On Feb. 13, the first day of stunts, Payne stationed herself at the roundabout near the Clock Tower, colloquially dubbed the “Circle of Death,” to wish passersby a happy “Galentine’s Day” while holding signs about intersectional feminism.
Brown held an event to “fertilize the Tree,” in which he invited fellow students to cover him in cow manure.
“My theme for the week is Donald J. Stump, and we witness his total s**tstorms on Twitter every day, and that was one of the inspirations for this,” said Brown.
Harris themed his own stunt around the current Winter Olympics. In order to create his Olympic costume, he stood by White Plaza and invited students to hit him with water balloons full of paint. That night, Harris slept in a tree in front of Tresidder “to prepare for the cold weather of Pyeongchang.”

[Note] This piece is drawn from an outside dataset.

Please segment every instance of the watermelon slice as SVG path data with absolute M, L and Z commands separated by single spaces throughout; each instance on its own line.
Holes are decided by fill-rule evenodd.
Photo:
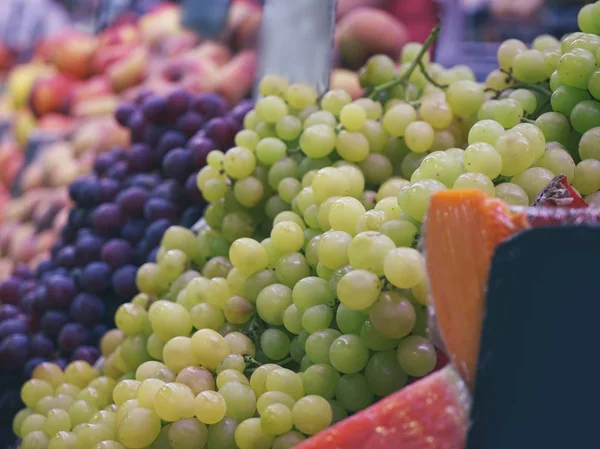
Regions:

Goodman had his hair cut in the style of the Stanford Tree as he read from the script of “Finding Nemo” to a crowd of onlookers in Meyer Green.
The first week of stunts ended with the wedding ceremony of both Goodman and Brown. The wedding was performed by LSJUMB manager Anna Whittell, who was ordained online for the occasion.
Their “cake tasting,” which occurred earlier in the week, featured a “cake” made of chewed gum, uncooked pasta and hot sauce, made by Mars and Sam Weyen ’18, the Tree during the 2016-2017 school year.